Stuttgart (dpa/lk) – Bilder des Kriegs in der Ukraine sind derzeit überall zu sehen. Das Thema wird auch in den Schulen diskutiert. Kinder und Jugendliche sollen sich eine Meinung bilden, aber sollten sie auch auf die Schule verzichten dürfen, um für den Frieden zu demonstrieren?
In Niedersachsen dürfen Kinder und Jugendliche während der Schulzeit an Demonstrationen gegen den Ukraine-Krieg teilnehmen, in Baden-Württemberg hingegen soll das auch weiterhin nicht genehmigt werden. Es sei wichtig, den Einsatz für die Demokratie und Menschenrechte nicht gegen die Schule und die Schulpflicht auszuspielen, sagte Baden-Württembergs Kultusministerin Theresa Schopper. Sie halte es für sinnvoll, dies zu verbinden – als Teil des Unterrichts. „Und für Demonstrationsbesuche gibt es auch außerhalb der Schulzeit genügend Möglichkeiten – zumal Demonstrationen in der Regel auch eher abends oder am Wochenende stattfinden“, sagte die Grünen-Politikerin. Zuvor hatte die „Südwestpresse“ darüber berichtet.

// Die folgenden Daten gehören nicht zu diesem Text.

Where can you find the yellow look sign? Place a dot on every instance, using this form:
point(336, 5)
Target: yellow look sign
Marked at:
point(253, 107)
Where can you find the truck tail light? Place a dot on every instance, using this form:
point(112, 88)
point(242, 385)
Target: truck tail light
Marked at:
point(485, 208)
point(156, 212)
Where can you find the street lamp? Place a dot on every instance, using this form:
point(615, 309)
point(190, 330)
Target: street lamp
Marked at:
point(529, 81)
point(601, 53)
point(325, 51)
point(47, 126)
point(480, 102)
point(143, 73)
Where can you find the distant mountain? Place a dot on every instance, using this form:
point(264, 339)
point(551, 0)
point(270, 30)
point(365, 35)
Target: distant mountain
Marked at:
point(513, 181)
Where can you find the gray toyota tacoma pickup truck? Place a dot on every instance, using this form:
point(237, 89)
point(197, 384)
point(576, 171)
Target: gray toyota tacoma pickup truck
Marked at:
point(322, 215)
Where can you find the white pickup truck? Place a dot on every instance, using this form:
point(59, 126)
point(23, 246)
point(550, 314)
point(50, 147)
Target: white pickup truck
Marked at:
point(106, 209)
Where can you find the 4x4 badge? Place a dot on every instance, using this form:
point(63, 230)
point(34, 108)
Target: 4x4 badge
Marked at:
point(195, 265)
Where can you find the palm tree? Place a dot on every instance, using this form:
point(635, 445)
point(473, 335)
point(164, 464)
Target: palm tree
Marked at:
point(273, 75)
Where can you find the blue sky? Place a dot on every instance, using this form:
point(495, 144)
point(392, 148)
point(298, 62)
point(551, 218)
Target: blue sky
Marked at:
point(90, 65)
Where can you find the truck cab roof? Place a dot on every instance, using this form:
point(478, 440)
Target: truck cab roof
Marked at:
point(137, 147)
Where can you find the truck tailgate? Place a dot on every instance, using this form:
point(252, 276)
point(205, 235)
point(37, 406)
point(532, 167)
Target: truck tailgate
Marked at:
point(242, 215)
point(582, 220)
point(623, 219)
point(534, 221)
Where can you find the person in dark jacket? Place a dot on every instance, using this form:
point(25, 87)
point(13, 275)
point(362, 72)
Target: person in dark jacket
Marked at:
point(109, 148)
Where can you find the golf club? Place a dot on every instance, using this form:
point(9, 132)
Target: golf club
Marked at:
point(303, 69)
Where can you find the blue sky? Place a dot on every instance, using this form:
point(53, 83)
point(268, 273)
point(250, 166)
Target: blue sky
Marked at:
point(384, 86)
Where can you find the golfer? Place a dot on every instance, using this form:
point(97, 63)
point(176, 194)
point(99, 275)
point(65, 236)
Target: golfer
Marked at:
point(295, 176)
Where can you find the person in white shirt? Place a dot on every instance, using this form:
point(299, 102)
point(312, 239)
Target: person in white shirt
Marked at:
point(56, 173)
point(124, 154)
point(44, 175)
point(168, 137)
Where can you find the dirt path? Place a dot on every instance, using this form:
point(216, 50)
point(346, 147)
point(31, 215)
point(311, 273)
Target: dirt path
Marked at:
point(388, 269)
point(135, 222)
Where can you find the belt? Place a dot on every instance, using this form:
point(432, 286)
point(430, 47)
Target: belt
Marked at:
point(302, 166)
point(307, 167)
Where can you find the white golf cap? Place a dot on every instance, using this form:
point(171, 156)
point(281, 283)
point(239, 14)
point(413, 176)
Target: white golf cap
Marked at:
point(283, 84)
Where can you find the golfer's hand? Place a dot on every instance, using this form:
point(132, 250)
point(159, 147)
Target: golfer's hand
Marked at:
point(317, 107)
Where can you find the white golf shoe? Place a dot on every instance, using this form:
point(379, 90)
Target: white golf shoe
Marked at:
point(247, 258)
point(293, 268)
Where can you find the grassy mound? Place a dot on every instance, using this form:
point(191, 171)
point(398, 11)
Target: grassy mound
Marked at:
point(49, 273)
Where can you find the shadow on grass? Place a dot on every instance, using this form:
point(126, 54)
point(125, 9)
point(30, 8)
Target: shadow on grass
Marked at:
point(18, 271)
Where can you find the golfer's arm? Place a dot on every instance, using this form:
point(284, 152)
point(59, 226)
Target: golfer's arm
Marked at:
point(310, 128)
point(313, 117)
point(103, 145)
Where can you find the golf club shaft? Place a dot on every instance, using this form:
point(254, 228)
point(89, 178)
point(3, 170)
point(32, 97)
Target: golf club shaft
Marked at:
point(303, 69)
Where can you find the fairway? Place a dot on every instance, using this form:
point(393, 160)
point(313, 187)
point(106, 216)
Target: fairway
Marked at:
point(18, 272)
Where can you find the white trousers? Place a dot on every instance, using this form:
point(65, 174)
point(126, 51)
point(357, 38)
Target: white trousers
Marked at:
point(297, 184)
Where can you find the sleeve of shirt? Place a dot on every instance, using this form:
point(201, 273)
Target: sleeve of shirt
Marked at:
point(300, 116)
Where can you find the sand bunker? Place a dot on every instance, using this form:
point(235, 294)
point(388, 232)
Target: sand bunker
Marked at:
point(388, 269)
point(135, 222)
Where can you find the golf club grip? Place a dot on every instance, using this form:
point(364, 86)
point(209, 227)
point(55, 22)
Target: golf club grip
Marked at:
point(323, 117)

Der Demokratiebildung komme an Schulen eine sehr bedeutende Rolle zu, sagte Schopper auf Anfrage weiter. „Schulen sind als zentrale Orte des Kompetenzerwerbs von Kindern und Jugendlichen daher gefordert, die Demokratiebildung in den Fokus zu rücken.“ Dies gelte angesichts des Krieges in der Ukraine aktuell noch mehr. Deshalb sollten Aspekte des Krieges verstärkt im Unterricht thematisiert werden. Einige Schulen bänden Fachleute in den Unterricht ein und diskutierten mit den Schülern.
Der niedersächsische Kultusminister Grant Hendrik Tonne (SPD) hatte die Schulen seines Bundeslandes zuvor gebeten, die Teilnahme von Schülerinnen und Schülern an Demonstrationen zu genehmigen. Wenn für die Schulen die Teilnahme nachvollziehbar und glaubhaft erscheine, könne auf unentschuldigtes Fehlen verzichtet werden. Vor dem Hintergrund des Krieges in der Ukraine unterstütze er es ausdrücklich, wenn Schüler ein Zeichen setzen wollten und an Demonstrationen teilnähmen oder diese organisierten. Solch historische Umstände rechtfertigten und erforderten, von gewohnten Handhabungen abweichen zu können.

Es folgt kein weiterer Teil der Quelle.